迂遠と心情証拠

普段どおりじゃれてくる紗弥を殴る。蹴る。叩く。こんなことは簡単にできるのに。
私から彼女への暴力をなくして、私達がうまくやっていけそうな自信はない。紗弥だって黙って受け止めるだけではなく、時折殴り返してきてくる。私はそれが嬉しい。
暴力を振るわれるのが嬉しいと言うと、被虐趣味なのかと疑われるかも知れない。けれど、私にとっての暴力は結局――愛情表現なのだと思う。こんな歪んだことを考えるのは、別に虐待を受けて育ったからだとか、そういう訳ではない。言うなれば、『好きな子はいじめちゃう』ような心境。
こんな考えが会ったばかりの人に通じるはずもなく、勿論私は暴力に頼らずに言葉を使う。けれど、言葉なんていう薄っぺらい表現で、相手はわかってくれるのだろうかと不安になる。暴力は跡が残るし、覚悟が必要で、重い。だからこそ説得力がある。
「おはよう」
突然の呼びかけに驚いて振り向くと、竹田楓が立っていた。あっ、おはよう、と間抜けな返事をする。
「楓ちゃんおはよー」
紗弥が言う。人懐こく社交的な紗弥は竹田楓と知り合いだったようだ。尤も、同じクラスになって数ヶ月経つのに知らないほうがおかしいかもしれないが。紗弥の人懐こさは普段は鬱陶しいだけだが、今ばかりは羨ましい。
竹田楓が廊下に出た後、紗弥は私の耳の横に手を置いた。またか、と思いつつ耳を傾ける。
「楓ちゃんと仲良くなったの? 私みたいに、怪我させたら駄目だよ」
強い苛つきを覚えつつも、私は無表情で沈黙を通した。彼女の右足には真っ白な包帯が巻かれたままだ。私が彼女を蹴ったのは事実だけれど、その時私は本当に愛情表現として彼女を蹴ったのだろうか。よく覚えていないけれど、どう考えたって違う気がする。
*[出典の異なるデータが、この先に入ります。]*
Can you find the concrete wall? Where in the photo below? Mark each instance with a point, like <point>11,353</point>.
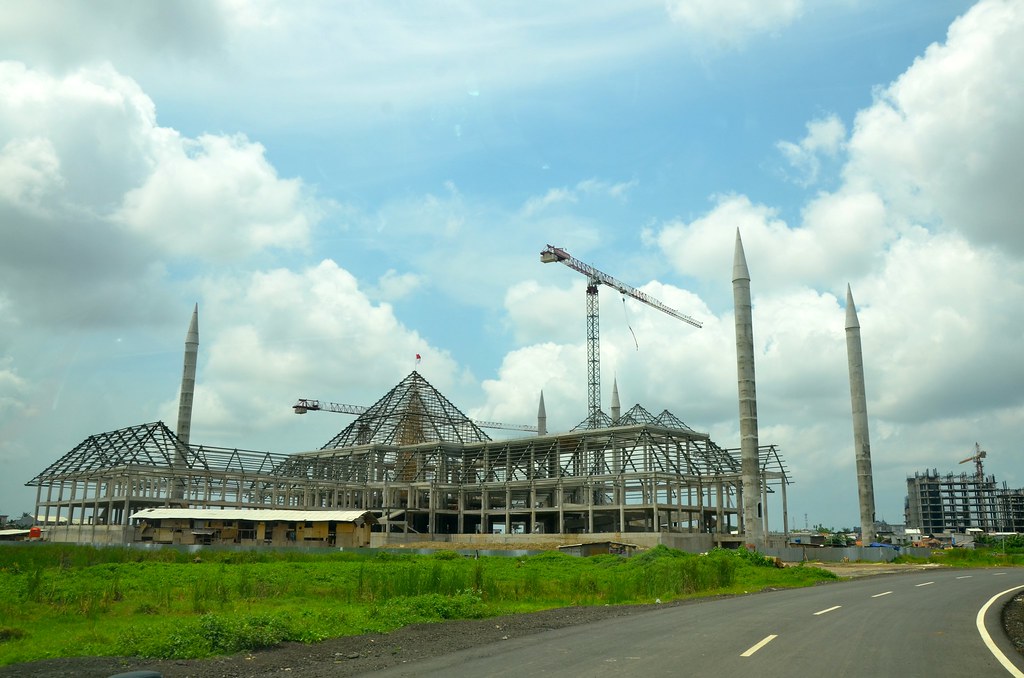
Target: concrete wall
<point>99,535</point>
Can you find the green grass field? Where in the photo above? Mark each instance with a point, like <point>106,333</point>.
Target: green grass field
<point>64,600</point>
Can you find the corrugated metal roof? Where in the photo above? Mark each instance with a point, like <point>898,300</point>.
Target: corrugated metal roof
<point>254,514</point>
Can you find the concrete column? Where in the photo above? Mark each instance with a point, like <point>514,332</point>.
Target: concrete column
<point>861,440</point>
<point>748,395</point>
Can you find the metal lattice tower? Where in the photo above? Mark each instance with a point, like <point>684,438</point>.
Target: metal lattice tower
<point>595,417</point>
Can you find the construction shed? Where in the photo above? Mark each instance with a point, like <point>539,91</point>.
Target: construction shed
<point>257,526</point>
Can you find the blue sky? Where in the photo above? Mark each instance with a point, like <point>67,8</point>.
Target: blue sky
<point>343,185</point>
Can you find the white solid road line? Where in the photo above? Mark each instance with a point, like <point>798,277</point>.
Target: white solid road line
<point>761,644</point>
<point>980,623</point>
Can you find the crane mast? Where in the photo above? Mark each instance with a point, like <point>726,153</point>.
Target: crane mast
<point>596,278</point>
<point>979,468</point>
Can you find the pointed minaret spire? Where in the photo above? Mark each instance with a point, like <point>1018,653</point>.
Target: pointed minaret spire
<point>188,378</point>
<point>861,439</point>
<point>616,409</point>
<point>542,418</point>
<point>748,396</point>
私は竹田楓に暴力を振るいたいと思う、ぱちんと音を立てて頬を打ちたいと思う。それは確かなことだ。では、私は彼女に好感を持っているのだろうか? 五月蝿い、騒がしい、意味の通らない彼女を。
考えている間に授業が始まってしまった。竹田楓はいつものようにせわしなく 口を動かしている。彼女のお喋りと、教師の声が入り混じって耳に入ってくる。五月蝿いな、という苛つきのこもった視線を彼女に投げかけてみるが、こちらには気づかない。
私は一体何をしているんだろう、と我ながら呆れた。それでも、教室内の雑音から彼女のお喋りだけを拾い出して聴いてしまう。すると、紗弥の声がそこに交ざった。内容は何てことない、ただのお喋りだ。仲良さげに竹田楓と会話しているなんて、羨ましい。
「どうしたの」、と竹田楓が紗弥の足の怪我について訊いた。どき、と胸が締め付けられる。竹田楓の問いかけに対し、紗弥は部活中に怪我をしたと言った。ほっとすると同時に、それは私がやったんだと叫びだしたい気持ちに駆られる。
ふと、ぱちんと音を立てて彼女が私の頬を打った時のことを思い出す。あの時、彼女は何を思っていたのだろうか。
わからないなら訊けばいい、けれどそれができない。できない理由は――なんだろう。
考えれば考えるほど深みに嵌っていく。まるで蟻地獄だ。私はもうこれ以上動くことはせずに、じっと彼女たちのお喋りに耳を傾けた。